History and Mystery of the Wampus Cat

Source: “Myths of the Cherokee” by James Mooney, 1902

No, I’m not talking about cat-a-wampus.

…a noun from 1843, as a name for an imaginary hobgoblin or fright, perhaps from influence of catamount… 1660s as a shortening of cat-o’-mountain (1610s), from cat of the mountain (mid-15c.), a name aplied to various large wild cats of the Old World. From 1794 in reference to the lynx, puma, or cougar of the United States and Canada.

And regardless of 1917 dialect notes trying to confuse things even further, I’m talking about the legend of the Wampus Cat, allegedly from the Cherokee Nation.

Cherokee culture is rich and diverse, and interpretations of their legends may vary among different individuals and communities within the Cherokee Nation.

Among the Cherokee people, one finds striking examples of the high status afforded to women in their society. The legend of Running Deer illustrates the strength, courage and vital roles Cherokee women embodied.

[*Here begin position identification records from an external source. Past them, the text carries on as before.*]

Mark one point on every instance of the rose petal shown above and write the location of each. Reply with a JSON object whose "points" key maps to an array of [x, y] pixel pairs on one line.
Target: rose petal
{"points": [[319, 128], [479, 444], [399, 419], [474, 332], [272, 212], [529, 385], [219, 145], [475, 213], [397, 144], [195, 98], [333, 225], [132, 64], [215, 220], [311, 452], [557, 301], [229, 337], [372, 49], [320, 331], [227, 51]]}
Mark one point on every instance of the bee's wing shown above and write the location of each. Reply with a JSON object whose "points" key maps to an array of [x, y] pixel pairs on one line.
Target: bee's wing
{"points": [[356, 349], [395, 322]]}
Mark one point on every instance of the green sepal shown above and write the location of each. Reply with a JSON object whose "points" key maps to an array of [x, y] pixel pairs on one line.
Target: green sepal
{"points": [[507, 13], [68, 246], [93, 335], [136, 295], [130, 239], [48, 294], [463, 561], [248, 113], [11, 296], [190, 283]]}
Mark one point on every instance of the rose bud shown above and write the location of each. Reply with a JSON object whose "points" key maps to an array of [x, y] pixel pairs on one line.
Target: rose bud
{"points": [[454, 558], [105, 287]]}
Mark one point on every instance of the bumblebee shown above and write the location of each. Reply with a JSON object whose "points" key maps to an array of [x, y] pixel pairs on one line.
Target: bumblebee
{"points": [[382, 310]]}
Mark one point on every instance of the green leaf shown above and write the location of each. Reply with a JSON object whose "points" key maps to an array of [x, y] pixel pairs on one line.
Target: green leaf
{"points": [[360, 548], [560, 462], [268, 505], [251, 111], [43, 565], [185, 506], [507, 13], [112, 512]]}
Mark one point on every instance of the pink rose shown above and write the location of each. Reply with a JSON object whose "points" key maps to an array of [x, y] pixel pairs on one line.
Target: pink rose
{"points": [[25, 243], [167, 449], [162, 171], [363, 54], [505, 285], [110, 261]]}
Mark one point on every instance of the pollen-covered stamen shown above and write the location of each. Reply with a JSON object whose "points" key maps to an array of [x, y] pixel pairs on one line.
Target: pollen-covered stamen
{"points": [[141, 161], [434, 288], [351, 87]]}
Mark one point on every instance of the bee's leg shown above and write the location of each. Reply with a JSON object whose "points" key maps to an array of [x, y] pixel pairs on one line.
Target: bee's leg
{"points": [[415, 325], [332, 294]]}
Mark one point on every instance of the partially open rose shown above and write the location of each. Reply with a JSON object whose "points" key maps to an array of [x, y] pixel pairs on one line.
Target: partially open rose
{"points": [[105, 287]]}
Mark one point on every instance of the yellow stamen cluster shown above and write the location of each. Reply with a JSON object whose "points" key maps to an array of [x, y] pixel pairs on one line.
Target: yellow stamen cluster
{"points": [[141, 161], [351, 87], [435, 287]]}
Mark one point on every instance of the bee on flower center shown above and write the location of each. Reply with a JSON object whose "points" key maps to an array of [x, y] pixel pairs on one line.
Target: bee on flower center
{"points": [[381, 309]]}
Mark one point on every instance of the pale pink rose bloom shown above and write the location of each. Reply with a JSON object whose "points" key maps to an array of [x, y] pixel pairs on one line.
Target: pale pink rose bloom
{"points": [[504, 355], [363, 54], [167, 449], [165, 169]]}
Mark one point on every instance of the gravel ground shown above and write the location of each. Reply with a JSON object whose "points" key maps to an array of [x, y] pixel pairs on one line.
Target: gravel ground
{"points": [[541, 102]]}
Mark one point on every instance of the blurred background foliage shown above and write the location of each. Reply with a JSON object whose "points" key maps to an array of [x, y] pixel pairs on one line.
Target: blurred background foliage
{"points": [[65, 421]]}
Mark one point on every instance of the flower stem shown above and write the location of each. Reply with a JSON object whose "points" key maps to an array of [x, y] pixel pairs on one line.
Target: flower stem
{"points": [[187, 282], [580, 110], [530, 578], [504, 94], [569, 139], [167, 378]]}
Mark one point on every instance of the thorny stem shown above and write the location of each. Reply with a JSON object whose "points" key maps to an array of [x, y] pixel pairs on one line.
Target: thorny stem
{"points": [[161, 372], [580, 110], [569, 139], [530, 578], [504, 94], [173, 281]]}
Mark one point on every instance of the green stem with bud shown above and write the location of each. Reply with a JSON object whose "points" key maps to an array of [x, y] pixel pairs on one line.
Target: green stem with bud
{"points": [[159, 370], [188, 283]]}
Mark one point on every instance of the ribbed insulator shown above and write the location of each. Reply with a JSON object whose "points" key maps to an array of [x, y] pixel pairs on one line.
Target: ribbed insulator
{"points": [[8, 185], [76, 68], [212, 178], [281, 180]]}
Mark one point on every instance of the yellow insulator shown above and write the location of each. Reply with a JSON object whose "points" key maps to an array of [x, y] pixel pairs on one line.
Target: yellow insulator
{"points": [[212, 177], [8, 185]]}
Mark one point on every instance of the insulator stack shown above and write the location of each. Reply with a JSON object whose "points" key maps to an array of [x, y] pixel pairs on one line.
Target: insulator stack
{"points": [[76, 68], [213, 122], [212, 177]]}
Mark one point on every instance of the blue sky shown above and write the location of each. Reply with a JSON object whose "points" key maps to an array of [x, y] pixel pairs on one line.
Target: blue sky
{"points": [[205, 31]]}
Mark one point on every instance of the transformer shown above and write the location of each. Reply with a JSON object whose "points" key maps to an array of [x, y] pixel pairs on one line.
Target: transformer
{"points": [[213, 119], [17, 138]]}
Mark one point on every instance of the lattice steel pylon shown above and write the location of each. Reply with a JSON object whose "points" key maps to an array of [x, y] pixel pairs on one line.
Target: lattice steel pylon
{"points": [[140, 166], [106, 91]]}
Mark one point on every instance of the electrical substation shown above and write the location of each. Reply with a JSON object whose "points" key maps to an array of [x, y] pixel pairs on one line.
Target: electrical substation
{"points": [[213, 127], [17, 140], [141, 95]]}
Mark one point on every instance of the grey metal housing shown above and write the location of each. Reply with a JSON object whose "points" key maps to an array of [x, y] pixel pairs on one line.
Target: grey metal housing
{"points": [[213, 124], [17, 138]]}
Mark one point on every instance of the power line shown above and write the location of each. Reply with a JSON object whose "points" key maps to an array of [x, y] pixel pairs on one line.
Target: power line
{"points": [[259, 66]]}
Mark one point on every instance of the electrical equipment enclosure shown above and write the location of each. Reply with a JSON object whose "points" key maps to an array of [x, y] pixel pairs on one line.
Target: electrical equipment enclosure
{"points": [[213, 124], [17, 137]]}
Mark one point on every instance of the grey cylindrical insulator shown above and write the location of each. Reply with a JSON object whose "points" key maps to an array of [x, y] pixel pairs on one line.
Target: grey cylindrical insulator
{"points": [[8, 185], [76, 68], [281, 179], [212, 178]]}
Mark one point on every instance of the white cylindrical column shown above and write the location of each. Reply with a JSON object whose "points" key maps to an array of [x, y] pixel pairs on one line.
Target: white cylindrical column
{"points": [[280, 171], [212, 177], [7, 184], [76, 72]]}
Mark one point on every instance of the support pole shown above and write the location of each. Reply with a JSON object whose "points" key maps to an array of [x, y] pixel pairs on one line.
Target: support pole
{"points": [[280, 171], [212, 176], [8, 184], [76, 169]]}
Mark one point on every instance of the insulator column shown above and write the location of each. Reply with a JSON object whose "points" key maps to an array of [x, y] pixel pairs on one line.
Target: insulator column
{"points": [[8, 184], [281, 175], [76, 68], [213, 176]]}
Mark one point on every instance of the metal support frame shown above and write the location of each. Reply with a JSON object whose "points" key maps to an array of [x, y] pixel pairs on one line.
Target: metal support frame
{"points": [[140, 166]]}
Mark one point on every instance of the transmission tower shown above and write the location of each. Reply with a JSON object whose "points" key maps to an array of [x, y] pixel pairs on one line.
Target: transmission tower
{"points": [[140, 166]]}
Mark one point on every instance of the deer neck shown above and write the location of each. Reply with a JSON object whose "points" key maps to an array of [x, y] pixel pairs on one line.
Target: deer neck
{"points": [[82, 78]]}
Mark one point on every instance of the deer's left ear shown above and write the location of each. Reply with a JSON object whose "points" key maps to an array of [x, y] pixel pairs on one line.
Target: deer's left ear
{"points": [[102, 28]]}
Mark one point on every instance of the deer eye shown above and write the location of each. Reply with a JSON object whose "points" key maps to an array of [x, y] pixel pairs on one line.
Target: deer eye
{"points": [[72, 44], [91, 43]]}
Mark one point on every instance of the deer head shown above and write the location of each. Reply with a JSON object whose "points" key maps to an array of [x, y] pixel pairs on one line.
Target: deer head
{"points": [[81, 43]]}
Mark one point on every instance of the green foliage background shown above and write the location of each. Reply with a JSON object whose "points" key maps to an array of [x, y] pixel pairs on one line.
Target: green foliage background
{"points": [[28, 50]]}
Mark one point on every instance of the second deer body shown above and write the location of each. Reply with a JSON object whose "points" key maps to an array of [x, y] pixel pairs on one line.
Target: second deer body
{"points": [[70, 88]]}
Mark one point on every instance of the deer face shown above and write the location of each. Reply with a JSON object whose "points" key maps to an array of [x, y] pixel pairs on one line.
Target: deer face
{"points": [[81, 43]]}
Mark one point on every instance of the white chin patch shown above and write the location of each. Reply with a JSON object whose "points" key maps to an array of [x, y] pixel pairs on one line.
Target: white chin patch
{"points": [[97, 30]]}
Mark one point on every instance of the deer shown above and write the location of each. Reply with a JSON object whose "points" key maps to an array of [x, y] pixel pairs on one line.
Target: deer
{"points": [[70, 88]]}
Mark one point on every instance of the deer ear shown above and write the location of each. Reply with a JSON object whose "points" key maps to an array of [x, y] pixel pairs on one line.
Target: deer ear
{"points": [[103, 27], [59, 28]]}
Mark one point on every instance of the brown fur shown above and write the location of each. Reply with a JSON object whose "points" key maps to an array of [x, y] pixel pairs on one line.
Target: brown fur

Let me begin by clarifying that Running Deer should not be confused with the spiritual figure Nunnehi, or Deer Woman. Some have mistakenly conflated names and legends in America, perhaps due to oversimplified depictions in mid-20th century popular culture. We must be careful not to allow such misconceptions to proliferate.

The story tells of how the malicious spirit Ew’ah, embodying madness and despair, threatened the well being of the Cherokee community. Running Deer arose as the champion to confront this dark force, driven by her desire to protect her people, including her husband who had fallen under Ew’ah’s torment. Her quest transcended mere vengeance – it highlighted the equal standing of Cherokee women as leaders, hunters and guardians alongside men.

Descending from a lineage of powerful female spirit-talkers, Running Deer harnessed not just physical fortitude, but the ancestral wisdom and fierceness symbolized by the mountain cat. She crafted a panther mask, invoking that wild spirit energy as she purposefully entered Ew’ah’s dark realm. In an epic battle echoing through the ancient forests, Running Deer’s cunning and bravery overcame the spirit’s maddening influence, until Ew’ah was vanquished by his own unhinged rage.

Through this heroic victory, Running Deer exemplified the steadfast spirit embodied by Cherokee women. As both spirit-talker and protector of the home, her essence became eternally intertwined with the legendary Wampus cat – a prowling guardian fending off threats to Cherokee lands. Her transformation into this symbolic form represented an integration of her civilized and primal aspects required to face such daunting challenges.

For the Cherokee, this legend celebrates the multifaceted strengths and wisdom that women contributed to the tribe’s survival – nurturing life forces as vital as successful hunting. Her tale has been passed down over generations as a source of empowerment and balance between the civilized and the untamed.

As historians, we must appreciate how such narratives, when interpreted through a systemic perspective, reveal profound truths about a culture’s values and societal organization. The Wampus cat illuminates the revered position of Cherokee women as respected equals to men in both spiritual and physical realms.

It serves as a powerful symbolic model for gender equality.